At the very least, Gulf states are likely to falter in the short term in recovering from a stubborn recession. "Right now tax revenues are a secondary issue to the economic growth over the long term," economist Mark McMullen of Moody's economy.com tells Reuters. "What's scary is: when will it bounce back? And what will be the lasting damage to the economy and government coffers?"

Public opinion may also affect how tenaciously BP and the federal government will continue to clean up the spill, some of which could stick around for years. What effect the massive spill will have on the resilience of the Gulf's environment, already battered by oil seeps and nitrogen pollution from upstream fertilizers, is unknown.

For Mr. Obama, the Gulf oil spill is just one issue among several – the main one being the stubbornly lackluster economy – that have caused a larger share of the public to question his competence as America's chief executive.

"The oil spill has taken some of the shine off of that image but the president has the better part of the next two years to polish it anew," writes the Washington Post's Chris Cillizza.

Of course, Americans as a whole celebrated the news from the Gulf – and waited a long time for it. More than 4 million barrels of sweet Louisiana crude may have spilled into the Gulf as a result of the April 20 explosion aboard the Deepwater Horizon rig, leased by BP to explore the Macondo Deposit 50 miles off the coast from Venice, La.

"We're doing a little bit of celebrating, but not too much," oysterman Wilbert Collins of Golden Meadow, La., told the Houston Chronicle. "I think things are going to get better and better."

Last month, 18 percent of Americans said the most important problem facing the nation was "natural disaster response/relief." That figure dropped to 7 percent in July, according to a Gallup poll.

And since June, the share of Americans who say the Gulf oil spill is a major disaster declined from 73 to 68 percent, according to a Washington Post poll. That doesn't mean Americans don't care about the mess in the Gulf but, rather, that most identify economic issues as their top concerns.

"I'm sitting here in Madison, [Wis.,] there are no beaches nearby, and so I'm really driven by empathy of people on the Gulf Coast, not from any personal consequence that I can see," says Charles Franklin, a political scientist at the University of Wisconsin. "The spill has had to compete with something that's far more fundamentally important to people: the economy."

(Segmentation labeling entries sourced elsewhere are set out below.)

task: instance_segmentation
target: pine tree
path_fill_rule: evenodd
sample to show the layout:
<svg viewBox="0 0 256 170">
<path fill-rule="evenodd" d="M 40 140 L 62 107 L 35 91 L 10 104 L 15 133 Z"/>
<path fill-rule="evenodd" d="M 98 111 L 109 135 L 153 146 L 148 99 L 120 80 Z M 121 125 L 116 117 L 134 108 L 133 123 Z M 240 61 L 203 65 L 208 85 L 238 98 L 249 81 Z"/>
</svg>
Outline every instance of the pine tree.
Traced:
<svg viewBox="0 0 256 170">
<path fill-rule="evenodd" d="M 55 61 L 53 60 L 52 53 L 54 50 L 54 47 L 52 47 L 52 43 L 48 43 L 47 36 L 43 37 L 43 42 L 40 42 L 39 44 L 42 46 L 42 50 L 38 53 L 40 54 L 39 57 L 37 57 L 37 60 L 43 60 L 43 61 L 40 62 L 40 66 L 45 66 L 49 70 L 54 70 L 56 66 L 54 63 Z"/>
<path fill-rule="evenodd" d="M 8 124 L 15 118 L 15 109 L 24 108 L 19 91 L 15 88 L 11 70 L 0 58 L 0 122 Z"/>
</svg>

Yet the oil spill has affected many people far from the Gulf, whether beach condo owners in Atlanta or fertilizer producers in the upper Midwest.

"The disaster’s economic fallout has had a sneaky domino effect, touching the lives of everyone from the French Quarter shuckers who turn oyster-opening into theater to the Minnesota businessman who grinds the shells for chicken-feed supplement," writes The New York Times' Dan Barry. "Some victims were unaware that they were even tiles in the game, so removed were they from the damaged waters."

It's possible that the ever-accessible BP "spill cam" and the constant Internet and TV coverage of the spill helped to raise the stakes and spur attempts to solve the problem of the leaking well. But it's also possible that the saturation coverage might have inured some Americans to the Gulf crisis.

The news media's close attention to a story that didn't change much from day to day contributed to a sense of ennui about the spill, says Ace Lundon, the Arizona-based host of the Internet radio show "Lundon Calling."

"It's like with the immigration issue here in Arizona. Pepole don’t want to hear anything more about it," says Mr. Lundon. "The news labors itself on it. OK, we want to know if the tar balls have been picked up, but we don't want you out there every day inspecting them."